Mas não é isso, felizmente. O problema é cultural. Tudo bem, problemas culturais levam tempo para ser resolvidos, mas podem ser resolvidos. Basta atitude.

A pergunta que permanece é: Quando o país vai acordar e perceber que sua atitude autofágica o está destruindo aos poucos? Existe algo pior do que ter potencial e não saber aproveitá-lo?

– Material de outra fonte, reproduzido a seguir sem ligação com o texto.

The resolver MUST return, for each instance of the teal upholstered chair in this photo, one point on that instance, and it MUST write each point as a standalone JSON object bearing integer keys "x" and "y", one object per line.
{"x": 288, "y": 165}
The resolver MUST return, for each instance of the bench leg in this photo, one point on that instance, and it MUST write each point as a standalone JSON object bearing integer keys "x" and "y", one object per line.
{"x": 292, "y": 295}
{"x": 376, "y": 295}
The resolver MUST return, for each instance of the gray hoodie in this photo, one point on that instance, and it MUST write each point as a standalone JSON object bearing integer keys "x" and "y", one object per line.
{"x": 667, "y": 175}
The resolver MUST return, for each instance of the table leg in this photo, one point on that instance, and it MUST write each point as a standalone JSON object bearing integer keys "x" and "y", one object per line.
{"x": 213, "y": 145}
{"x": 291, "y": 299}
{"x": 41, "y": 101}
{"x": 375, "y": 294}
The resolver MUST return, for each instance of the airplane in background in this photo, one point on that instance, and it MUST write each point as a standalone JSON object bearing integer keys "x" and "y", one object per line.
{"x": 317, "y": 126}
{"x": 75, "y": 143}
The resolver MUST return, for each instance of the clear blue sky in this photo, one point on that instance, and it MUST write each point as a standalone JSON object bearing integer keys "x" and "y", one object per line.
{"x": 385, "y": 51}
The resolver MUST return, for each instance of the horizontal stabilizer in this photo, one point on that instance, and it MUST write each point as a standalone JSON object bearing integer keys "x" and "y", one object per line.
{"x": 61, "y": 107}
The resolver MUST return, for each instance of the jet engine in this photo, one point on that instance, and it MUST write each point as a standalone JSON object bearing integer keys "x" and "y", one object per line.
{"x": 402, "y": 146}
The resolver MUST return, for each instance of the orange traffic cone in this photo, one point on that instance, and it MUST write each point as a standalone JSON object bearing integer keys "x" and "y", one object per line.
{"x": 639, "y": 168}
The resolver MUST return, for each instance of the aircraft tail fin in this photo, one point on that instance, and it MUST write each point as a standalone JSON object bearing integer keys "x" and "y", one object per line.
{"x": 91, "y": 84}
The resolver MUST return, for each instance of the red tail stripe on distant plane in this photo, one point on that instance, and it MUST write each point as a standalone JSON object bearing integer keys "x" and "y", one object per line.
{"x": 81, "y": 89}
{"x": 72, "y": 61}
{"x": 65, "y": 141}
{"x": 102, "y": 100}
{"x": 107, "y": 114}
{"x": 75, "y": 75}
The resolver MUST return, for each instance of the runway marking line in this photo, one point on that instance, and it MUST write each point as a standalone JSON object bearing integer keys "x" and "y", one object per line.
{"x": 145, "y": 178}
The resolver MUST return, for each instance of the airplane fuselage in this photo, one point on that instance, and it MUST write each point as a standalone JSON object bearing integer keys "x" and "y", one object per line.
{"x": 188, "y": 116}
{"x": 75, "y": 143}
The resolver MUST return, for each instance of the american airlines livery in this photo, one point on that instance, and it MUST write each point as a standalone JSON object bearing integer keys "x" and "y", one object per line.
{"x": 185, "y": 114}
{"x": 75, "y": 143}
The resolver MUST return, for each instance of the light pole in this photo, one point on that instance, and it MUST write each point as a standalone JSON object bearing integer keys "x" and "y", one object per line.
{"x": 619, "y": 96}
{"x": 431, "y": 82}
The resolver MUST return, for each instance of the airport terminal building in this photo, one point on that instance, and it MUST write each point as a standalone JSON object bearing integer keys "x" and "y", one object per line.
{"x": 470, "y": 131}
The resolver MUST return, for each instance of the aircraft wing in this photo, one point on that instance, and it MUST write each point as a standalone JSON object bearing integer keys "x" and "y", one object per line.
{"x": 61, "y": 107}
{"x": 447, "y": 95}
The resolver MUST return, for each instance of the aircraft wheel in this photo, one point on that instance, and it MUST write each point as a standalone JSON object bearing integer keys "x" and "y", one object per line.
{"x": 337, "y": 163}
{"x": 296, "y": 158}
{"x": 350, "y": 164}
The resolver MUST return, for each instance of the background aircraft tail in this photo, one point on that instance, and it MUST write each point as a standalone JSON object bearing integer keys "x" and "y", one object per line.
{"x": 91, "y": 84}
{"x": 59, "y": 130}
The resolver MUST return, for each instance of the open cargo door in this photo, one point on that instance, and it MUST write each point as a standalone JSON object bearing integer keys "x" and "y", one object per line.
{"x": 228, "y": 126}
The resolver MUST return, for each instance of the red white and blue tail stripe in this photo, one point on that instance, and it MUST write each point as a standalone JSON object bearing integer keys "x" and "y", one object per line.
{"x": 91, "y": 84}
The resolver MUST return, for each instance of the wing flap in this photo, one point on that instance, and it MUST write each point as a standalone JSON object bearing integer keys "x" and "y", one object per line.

Os métodos governamentais devem ser urgentemente revistos. Nossa postura deve mudar. Precisamos entender que, para se empreender, abre-se mão de certo conforto inicial, corre-se um risco que pode ser significativo, mas com o tempo os frutos poderão ser colhidos. A lei brasileira não foi feita para a inovação.

As agências de fomento à inovação precisam experimentar outros caminhos. Seus gestores precisam compreender que o processo de criação é mais de imaginação do que de organização, e que o processo de inovação tem aí o seu princípio. É preciso diminuir o controle, a burocracia, e premiar as ideias inéditas, assim como os resultados inovadores.

Mas não é só o governo e suas instituições que devem mudar. O método de gestão adotado pela maioria das empresas brasileiras tem sua herança na revolução industrial, e está atrasada mais do que o país pode suportar. É hora de acordar. É hora de mudar.

Extraído do livro "mentes criativas, projetos inovadores" - Klaus de Geus - "crônicas corporativas" ao final do capítulo 9, página 191.